同志社、京都の名門の私立大学です。この学校を始めたのが、上州安中藩の藩士であった新島襄で、彼の伝記を読んだことがあります。当時の文部大臣が森有礼で、彼の目指した教育方針は、《軍隊式の徳育教育》だったのです。アメリカに留学してアマースト大学で学んだ新島は、その教育方針に危機感を覚えて、私立学校を建てる必要性を強く感じます。『青年は天真爛漫であるべきである!』との信念から、青年の自主性や能動性を育てる「自由教育」をしたのです。彼自身、函館から中国船に乗り込み、アメリカに密入国し、自由と自治の国で学んだからでしょうか。新島が、アマーストで化学を教えていたウイリアム・クラークから学びを受けたことが、札幌農学校でクラークが教頭として教えるきっかけになったのだそうです。
新島襄には、八重という夫人があって、明治のご時世では、世間から轟々たる非難を浴びせかけられた女性だったと言われています。彼女は、白虎隊で有名な会津藩藩士の娘で、戊辰戦争の折には、男装をしスペンサー銃を手に、長州勢と戦った女傑だったそうで、「幕末のジャンヌ・ダルク」とあだ名されたと言われています。だからでしょうか、八重は、「烈婦」、「悪妻」と呼ばれてもいました。人力車に乗るときに、伝統的な武士の娘は夫をたてて、夫の後に従うべき時代の只中で、新島より先に車に乗り込むことが度々だったようです。それは、レディーファーストを身に付けていた新島の勧めもあって、男女同権を世に示そうとした行為だっだとも言われていますが。まあ、あの明治の御世では特異なご婦人であったことは確かです。

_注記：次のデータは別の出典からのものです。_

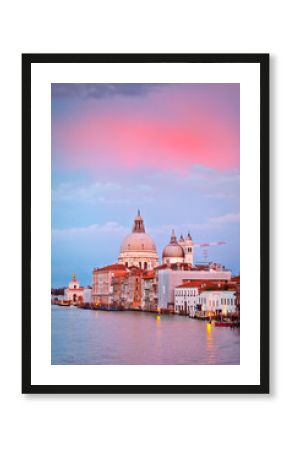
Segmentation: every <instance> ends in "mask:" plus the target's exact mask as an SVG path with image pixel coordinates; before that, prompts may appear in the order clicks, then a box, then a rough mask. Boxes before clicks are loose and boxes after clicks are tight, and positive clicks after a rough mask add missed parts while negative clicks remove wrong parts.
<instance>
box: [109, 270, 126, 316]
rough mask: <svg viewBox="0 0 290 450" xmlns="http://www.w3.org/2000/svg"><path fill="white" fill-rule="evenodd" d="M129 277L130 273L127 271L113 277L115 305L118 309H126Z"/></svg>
mask: <svg viewBox="0 0 290 450" xmlns="http://www.w3.org/2000/svg"><path fill="white" fill-rule="evenodd" d="M128 276H129V273H128V272H127V271H123V272H115V274H114V276H113V277H112V291H113V299H112V300H113V305H114V306H116V307H118V306H120V307H125V306H126V300H127V296H128V292H127V289H125V286H126V288H127V286H128V282H127V280H128Z"/></svg>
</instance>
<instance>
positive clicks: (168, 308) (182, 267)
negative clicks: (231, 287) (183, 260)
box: [157, 263, 231, 310]
mask: <svg viewBox="0 0 290 450" xmlns="http://www.w3.org/2000/svg"><path fill="white" fill-rule="evenodd" d="M157 272H158V306H159V308H163V309H171V310H173V309H174V289H175V288H176V287H177V286H179V285H180V284H182V283H184V282H186V281H191V280H206V281H210V280H216V281H217V280H220V281H229V280H230V279H231V272H230V271H226V270H225V271H222V270H219V271H216V270H214V269H213V268H212V266H211V265H208V266H207V267H204V268H203V267H202V268H199V267H194V268H192V267H191V266H190V265H189V264H185V263H183V264H181V263H177V264H170V265H166V264H164V265H162V266H160V267H158V268H157Z"/></svg>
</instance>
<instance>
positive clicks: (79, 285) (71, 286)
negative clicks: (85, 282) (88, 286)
mask: <svg viewBox="0 0 290 450" xmlns="http://www.w3.org/2000/svg"><path fill="white" fill-rule="evenodd" d="M64 300H68V301H69V302H71V303H72V304H77V303H82V302H83V301H84V288H83V287H81V286H80V283H79V281H78V280H77V277H76V274H75V273H73V275H72V279H71V281H70V282H69V285H68V288H67V289H65V291H64Z"/></svg>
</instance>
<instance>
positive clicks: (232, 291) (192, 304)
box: [174, 281, 237, 317]
mask: <svg viewBox="0 0 290 450" xmlns="http://www.w3.org/2000/svg"><path fill="white" fill-rule="evenodd" d="M225 286H226V287H227V289H226V290H225ZM174 312H175V313H177V314H185V315H190V316H191V317H194V316H195V315H196V314H199V315H205V316H208V315H212V316H216V315H223V316H227V315H228V314H235V313H236V312H237V298H236V291H235V289H233V288H228V286H227V284H224V283H223V286H221V285H220V283H206V282H205V283H202V284H200V286H198V283H197V282H195V281H191V282H188V283H184V284H182V285H180V286H177V287H176V288H175V290H174Z"/></svg>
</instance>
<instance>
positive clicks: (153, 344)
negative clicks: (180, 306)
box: [51, 305, 240, 364]
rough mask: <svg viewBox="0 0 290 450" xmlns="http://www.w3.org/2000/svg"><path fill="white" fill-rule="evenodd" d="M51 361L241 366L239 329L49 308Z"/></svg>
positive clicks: (98, 362) (120, 315) (199, 324)
mask: <svg viewBox="0 0 290 450" xmlns="http://www.w3.org/2000/svg"><path fill="white" fill-rule="evenodd" d="M51 319H52V323H51V325H52V347H51V348H52V355H51V359H52V361H51V363H52V364H239V363H240V331H239V329H229V328H215V327H214V326H211V325H209V324H207V323H205V322H203V321H199V320H194V319H189V318H188V317H180V316H176V315H171V316H165V315H164V316H163V315H162V316H161V319H160V320H157V319H156V315H155V314H151V313H142V312H129V311H120V312H108V311H91V310H85V309H79V308H75V307H61V306H56V305H53V306H52V310H51Z"/></svg>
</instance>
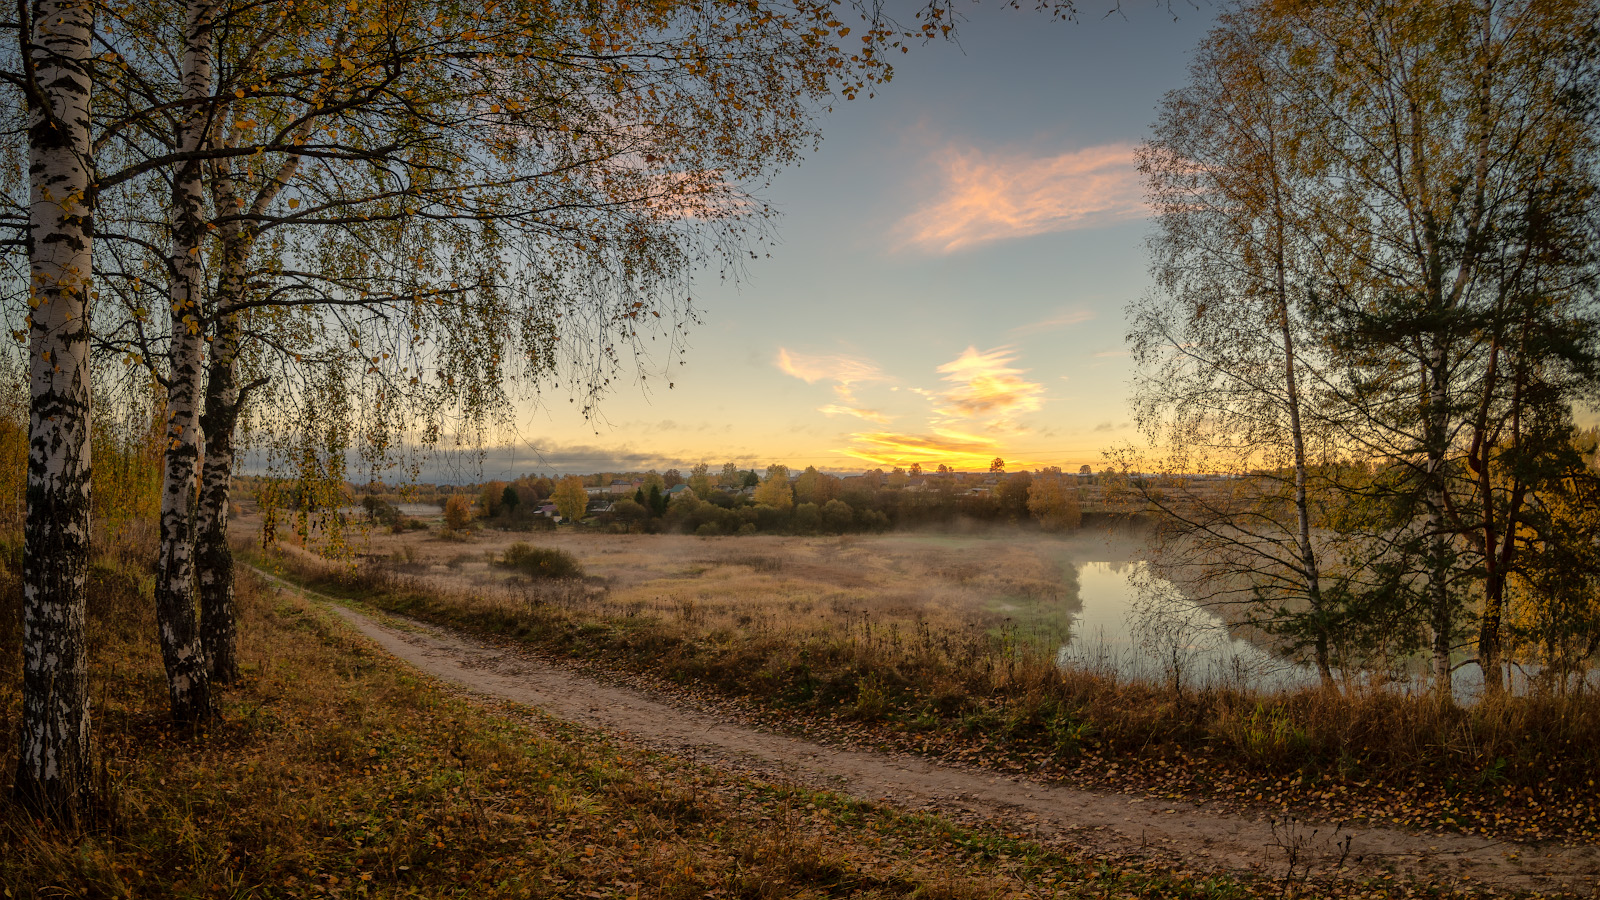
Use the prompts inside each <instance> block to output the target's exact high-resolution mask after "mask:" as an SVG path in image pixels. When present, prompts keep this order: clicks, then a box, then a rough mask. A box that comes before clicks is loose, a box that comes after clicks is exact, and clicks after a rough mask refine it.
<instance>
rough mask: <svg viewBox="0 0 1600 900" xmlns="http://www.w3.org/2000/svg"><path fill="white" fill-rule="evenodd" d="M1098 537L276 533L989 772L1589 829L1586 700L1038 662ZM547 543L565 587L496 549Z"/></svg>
mask: <svg viewBox="0 0 1600 900" xmlns="http://www.w3.org/2000/svg"><path fill="white" fill-rule="evenodd" d="M1093 540H1098V538H1082V536H1080V538H1066V540H1061V538H1051V536H1037V535H1035V536H1032V538H1022V536H1018V535H987V536H984V535H939V533H925V535H920V533H909V535H907V533H893V535H877V536H843V538H840V536H832V538H784V536H744V538H696V536H672V535H600V533H589V532H565V530H563V532H557V533H546V535H536V536H530V535H525V533H499V532H478V533H475V535H470V536H464V538H462V536H458V538H454V540H442V538H440V536H438V535H437V533H426V532H413V533H406V535H373V538H371V546H370V549H368V551H366V552H365V556H363V557H360V559H358V560H342V562H328V560H322V559H318V557H315V556H314V554H309V552H306V551H302V549H299V548H294V546H283V544H278V548H277V549H275V551H272V552H270V554H267V556H266V557H258V559H259V560H264V562H269V564H272V565H275V567H278V569H280V570H285V572H288V573H291V575H294V577H298V578H301V580H304V581H306V583H310V585H314V586H317V588H318V589H323V591H328V593H336V594H339V596H346V597H352V599H358V601H363V602H368V604H371V605H374V607H379V609H384V610H390V612H398V613H405V615H413V617H418V618H424V620H430V621H435V623H440V625H448V626H454V628H464V629H470V631H475V633H480V634H490V636H499V637H502V639H510V641H520V642H528V644H533V645H536V647H541V649H544V650H550V652H555V653H562V655H568V657H571V658H574V660H579V661H582V663H584V665H590V666H597V668H602V669H608V671H613V673H618V674H619V676H622V677H632V679H642V681H645V682H648V684H651V685H656V687H661V689H666V690H674V689H677V690H683V692H690V693H709V695H715V697H718V698H725V700H734V701H739V703H742V705H746V706H747V708H749V711H750V713H752V714H757V716H765V717H766V719H768V721H771V722H773V724H776V725H781V727H787V729H794V730H800V732H806V733H811V735H819V737H834V738H837V740H845V741H851V743H858V745H875V746H885V748H896V749H907V751H915V753H923V754H930V756H936V757H946V759H958V761H963V762H978V764H982V765H987V767H992V769H997V770H1005V772H1029V773H1034V775H1038V777H1046V778H1066V780H1072V781H1077V783H1088V785H1102V786H1110V788H1117V790H1138V791H1152V793H1158V794H1162V796H1186V798H1197V799H1208V801H1222V802H1229V804H1243V806H1258V807H1270V809H1285V810H1299V812H1306V814H1314V815H1322V817H1330V818H1331V817H1341V818H1342V817H1349V818H1363V820H1370V822H1384V823H1395V825H1411V826H1424V828H1448V830H1459V831H1482V833H1490V834H1496V836H1504V838H1522V839H1526V838H1550V836H1566V838H1576V839H1594V838H1595V836H1600V823H1597V820H1595V799H1597V791H1595V786H1594V783H1592V772H1594V770H1595V767H1597V765H1600V701H1597V700H1595V698H1594V697H1592V695H1590V693H1582V692H1579V693H1570V695H1550V693H1533V695H1526V697H1502V698H1496V700H1490V701H1482V703H1474V705H1458V703H1451V701H1440V700H1438V698H1435V697H1432V695H1427V693H1408V692H1398V690H1386V689H1374V687H1363V685H1346V690H1342V692H1323V690H1318V689H1315V687H1280V685H1269V684H1254V682H1250V681H1240V679H1221V681H1210V682H1178V684H1174V682H1171V681H1166V679H1152V677H1144V676H1139V674H1130V673H1126V671H1123V669H1122V668H1118V665H1117V660H1115V658H1114V657H1094V655H1093V653H1090V655H1080V657H1075V658H1070V660H1064V658H1062V657H1061V653H1059V649H1061V644H1062V641H1064V639H1066V636H1067V633H1069V628H1070V623H1072V621H1074V615H1075V613H1077V612H1078V610H1080V604H1082V599H1080V597H1078V585H1077V581H1075V578H1074V577H1072V575H1070V573H1072V572H1074V567H1072V565H1070V564H1069V562H1070V560H1072V557H1074V556H1075V554H1086V552H1094V551H1093V549H1090V548H1091V544H1090V543H1085V541H1093ZM517 543H528V544H530V546H531V544H538V548H544V549H552V551H563V552H565V554H566V556H568V557H570V560H571V562H574V564H576V565H578V567H581V570H582V577H579V578H538V577H530V575H523V573H518V572H517V570H514V569H509V567H506V565H502V564H499V560H502V559H504V556H506V552H507V551H509V549H510V548H512V546H514V544H517Z"/></svg>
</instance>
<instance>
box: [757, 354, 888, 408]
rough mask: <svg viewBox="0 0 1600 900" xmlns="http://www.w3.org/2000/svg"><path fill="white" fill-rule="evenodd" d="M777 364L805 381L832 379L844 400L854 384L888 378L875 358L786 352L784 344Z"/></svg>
mask: <svg viewBox="0 0 1600 900" xmlns="http://www.w3.org/2000/svg"><path fill="white" fill-rule="evenodd" d="M778 368H781V370H782V372H786V373H789V375H794V376H795V378H798V380H802V381H805V383H806V384H816V383H818V381H834V392H835V394H838V399H840V400H843V402H846V404H853V402H854V399H856V396H854V388H856V384H870V383H875V381H888V380H890V378H888V376H886V375H883V370H882V368H878V367H877V364H875V362H872V360H867V359H861V357H853V356H842V354H832V356H826V354H824V356H810V354H797V352H789V349H787V348H778Z"/></svg>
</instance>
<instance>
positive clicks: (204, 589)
mask: <svg viewBox="0 0 1600 900" xmlns="http://www.w3.org/2000/svg"><path fill="white" fill-rule="evenodd" d="M219 287H221V295H222V298H224V303H226V301H230V299H234V298H237V296H240V291H242V290H243V247H242V240H238V239H237V237H235V235H229V237H227V239H224V245H222V275H221V279H219ZM237 365H238V317H237V314H235V312H234V311H232V309H221V311H219V314H218V323H216V335H214V336H213V340H211V367H210V368H211V372H210V381H208V383H206V392H205V413H202V416H200V429H202V432H203V436H205V464H203V468H202V474H200V528H198V536H197V548H195V560H197V564H198V570H200V641H202V645H203V647H205V657H206V661H208V665H210V666H211V669H210V671H211V679H213V681H214V682H218V684H230V682H234V681H235V679H237V677H238V637H237V634H238V628H237V612H235V609H234V551H232V549H230V548H229V546H227V516H229V509H227V508H229V498H230V488H232V479H234V426H235V423H237V421H238V407H240V392H238V376H237Z"/></svg>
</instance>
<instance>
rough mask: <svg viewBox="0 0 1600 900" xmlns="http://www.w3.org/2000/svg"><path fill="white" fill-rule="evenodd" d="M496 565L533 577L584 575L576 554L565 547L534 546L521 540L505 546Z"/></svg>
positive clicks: (565, 577)
mask: <svg viewBox="0 0 1600 900" xmlns="http://www.w3.org/2000/svg"><path fill="white" fill-rule="evenodd" d="M498 565H501V567H504V569H515V570H517V572H522V573H523V575H528V577H533V578H582V577H584V567H582V565H579V562H578V557H576V556H573V554H570V552H566V551H565V549H555V548H536V546H531V544H526V543H523V541H517V543H514V544H510V546H509V548H506V556H502V557H501V559H499V562H498Z"/></svg>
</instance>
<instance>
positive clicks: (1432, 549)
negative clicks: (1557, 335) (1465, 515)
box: [1422, 351, 1456, 700]
mask: <svg viewBox="0 0 1600 900" xmlns="http://www.w3.org/2000/svg"><path fill="white" fill-rule="evenodd" d="M1427 381H1429V384H1427V396H1426V399H1424V413H1422V415H1426V416H1427V424H1426V426H1424V434H1426V442H1427V447H1426V452H1427V477H1429V484H1427V485H1424V490H1426V492H1427V493H1426V503H1427V528H1429V533H1427V548H1429V552H1427V556H1429V559H1427V605H1429V625H1430V626H1432V631H1434V647H1432V650H1434V692H1435V693H1437V695H1438V697H1440V698H1442V700H1450V698H1453V697H1454V684H1453V681H1451V671H1453V669H1451V661H1450V655H1451V652H1453V650H1454V639H1456V636H1454V625H1456V610H1454V604H1453V602H1451V599H1450V569H1451V564H1450V535H1448V528H1446V520H1445V509H1446V508H1448V504H1450V498H1448V496H1446V492H1448V490H1450V488H1448V485H1446V484H1445V477H1446V472H1445V452H1446V442H1448V437H1446V436H1448V415H1450V407H1448V404H1446V373H1445V362H1443V351H1434V354H1432V364H1430V365H1429V372H1427Z"/></svg>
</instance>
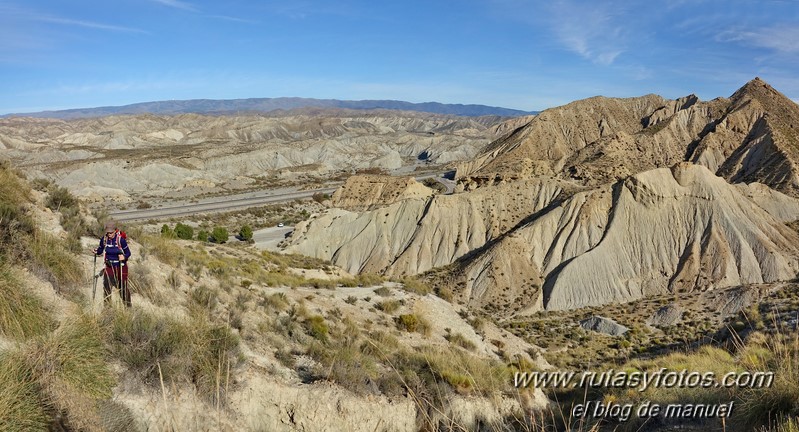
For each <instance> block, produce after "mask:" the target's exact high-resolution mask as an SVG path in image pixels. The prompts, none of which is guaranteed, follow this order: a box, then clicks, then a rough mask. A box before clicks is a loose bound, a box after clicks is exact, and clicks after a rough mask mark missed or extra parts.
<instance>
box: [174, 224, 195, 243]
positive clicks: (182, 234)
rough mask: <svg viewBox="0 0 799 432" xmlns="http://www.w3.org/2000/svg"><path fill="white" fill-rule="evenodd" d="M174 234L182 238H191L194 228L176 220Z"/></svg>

私は、この新島の大学に入りたかったのです。この新島襄の信念に傾倒していたからではありませんでした。実は、中学の修学旅行で京都に行った私は、数日間、私たちを案内してくれたバスガイドの京都言葉に魅了されてしまったのです。男四人兄弟の中で育ち、男だけの男子校の世界で学んでいた私は、その優しい話し振りと振る舞いに、東京では感じたことのない異国情緒も相まってでしょうか、大人の彼女に恋をしたわけです。それで、『大学は京都に来る!』、中学3年の私は、そう決意してしまったのです。ところが、そんな決意をよそに、高校では運動部の練習に明け暮れていました。いざ進学と言った時に、3年前の京都での決意を思い出したわけです。それで相模湖に住んでいた、中学からの友人に、『一緒に行こう!』と誘ったのです。でも彼にも都合があったのでしょう、駒大に進んで行き、その後、彼とは疎遠になってしまいました。そんな彼との交わりが、社会に出てから再開したのですが、十数年前に病気を得て亡くなっています。
そんな願いを持っていた私ですが、受験勉強に熱が入らなくて、同志社への入学を断念しなければならなかったのです。それで親元から通える学校を探していたときに、ある学校の入学案内を見たのです。その表紙に、楽しそうに笑っている綺麗な女子大生が、私に、『入学しませんか!』と誘ってくるのです。それを断りきれなくて、そこに入学させてもらいました。中3の夢も恋もかなわなかったのですが、結構楽しく4年を過ごしたのだと思います。勉強をした、と言うよりは、社会勉強という名のもとに、アルバイトに精を出していました。書を読んだり、議論したり、恋をしたり別れたり、心が高揚したり落胆したり、そんな数年でした。それでも、同志社ではなかったのですが、根幹のものを学ばさせてもらったと自負しているのですが。
バンカラな大学ではなかったのですが、学ランに、弟に借りた高下駄を履いて、新宿や渋谷の街に、カラカラと繰り出したこともありました。横浜にも遠出したこともあったでしょうか。なんだか格好ばかりが先走りして、中身のない男だったのかも知れません。そんなことが許され、酔って高歌放吟のできた時代でしたが、今日日の大学生は何をして過ごしているのでしょうか。『少年老いやすく学成り難し』、まさに、瞬きの間の六十年でした。そんな老境の妻と私が、『どんな生活をしてるのだろう?』と気がかりになったのでしょうか、独身貴族の娘が、先週、やって来ました。新しく移り住んだ家の隅々まで目を向けて、足りないものを買い足し、収納を整理し、高級ホテルのレストランに連れ出してご馳走してくれました。家族っていいものですね。この娘が、なんだか新島八重に似ているように感じて、じつに面白かった中学高校時代の彼女の武勇伝を、家内と噂してしまいました。新島襄は、『彼女は見た目は決して美しくはありません。ただ、生き方がハンサムなのです。私にはそれで十分です。 』と、友人への手紙に妻を評しています。生き方の面白い女性も、稀少になってしまいましたね。台風一過(!?)の日曜日の夜であります。